Here I introduce the new packages LibDeflate.jl and CodecBGZF.jl. Both packages are newly registered, and I would love to get comments.
LibDeflate.jl
LibDeflate.jl is a thin wrapper around libdeflate, the fastest implementation of the DEFLATE compression algorithm that I’m aware of. DEFLATE is used in the zip, gzip and bgzip formats. As a wrapper library with a minimal interface, LibDeflate.jl is intended as a low-level building block for writing higher-level Julia packages. The package also offers a very fast implementation of the crc32 checksum.
LibDeflate.jl differs from the more common DEFLATE-related package CodecZlib in the following ways:
- LibDeflate.jl is multiple times faster than CodecZlib.jl.
- LibDeflate.jl only supports in-memory inflation/deflation, and as such does not support streaming IO unless the stream is composed of smaller compressed blocks, each which can be de/compressed in memory.
- LibDeflate.jl’s interface is lower-level and does not provide convenience methods.
CodecBGZF.jl
CodecBGZF.jl is a higher-level package built on LibDeflate.jl with the purpose of reading and writing blocked gzip format (BGZF) files. It is a codec for TranscodingStreams.jl, and therefore integrates well with the Julia file IO ecosystem.
BGZF is a format backwards compatible with gzip. It offer slightly worse compression ratios than normal gzip files, but offers random access and is significantly faster to de/compress.
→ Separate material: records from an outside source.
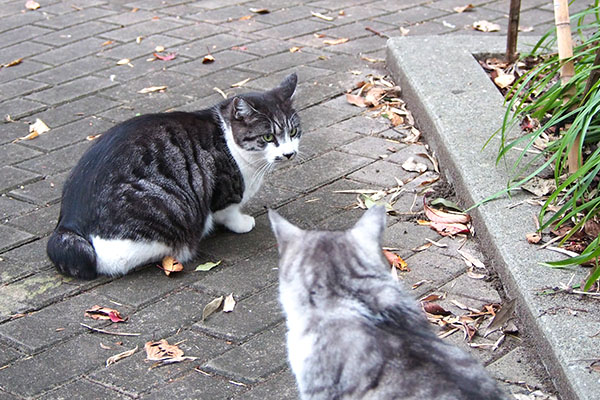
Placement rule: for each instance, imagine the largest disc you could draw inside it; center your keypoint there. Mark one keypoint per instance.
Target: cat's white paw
(242, 223)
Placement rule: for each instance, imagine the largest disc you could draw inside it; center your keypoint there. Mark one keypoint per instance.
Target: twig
(383, 35)
(108, 332)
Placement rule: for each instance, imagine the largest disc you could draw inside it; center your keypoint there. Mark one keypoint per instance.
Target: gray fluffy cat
(353, 333)
(154, 185)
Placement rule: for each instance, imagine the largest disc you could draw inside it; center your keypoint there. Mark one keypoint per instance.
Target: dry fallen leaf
(504, 80)
(211, 307)
(170, 264)
(533, 238)
(207, 59)
(240, 83)
(120, 356)
(321, 16)
(413, 166)
(259, 10)
(207, 266)
(396, 261)
(462, 9)
(334, 42)
(486, 26)
(32, 5)
(166, 57)
(153, 89)
(156, 351)
(228, 303)
(104, 313)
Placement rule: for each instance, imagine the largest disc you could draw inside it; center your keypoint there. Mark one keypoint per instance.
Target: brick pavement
(69, 78)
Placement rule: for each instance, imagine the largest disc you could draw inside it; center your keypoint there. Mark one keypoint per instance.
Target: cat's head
(266, 123)
(319, 265)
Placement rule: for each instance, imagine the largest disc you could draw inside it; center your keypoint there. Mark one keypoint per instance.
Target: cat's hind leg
(119, 256)
(233, 218)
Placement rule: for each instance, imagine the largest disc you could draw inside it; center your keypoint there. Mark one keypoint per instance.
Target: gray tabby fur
(353, 332)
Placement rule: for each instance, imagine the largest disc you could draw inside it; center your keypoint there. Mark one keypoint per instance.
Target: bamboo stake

Compared to the existing BGZFStreams.jl package, CodecBGZF offers:
- Leverages LibDeflate.jl for 4-5x faster single threaded read/write operations
- Automatic asyncronous and muiltithreaded de/compression which can make it tens of times faster when using 8 threads
- Being a codec of TranscodingStreams.jl, CodecBGZF automatically “inherits” all the useful high-level methods of TranscodingStreams
- CodecBGZF offers more input validation such as crc32 checksumming and validation of stated decompressed size.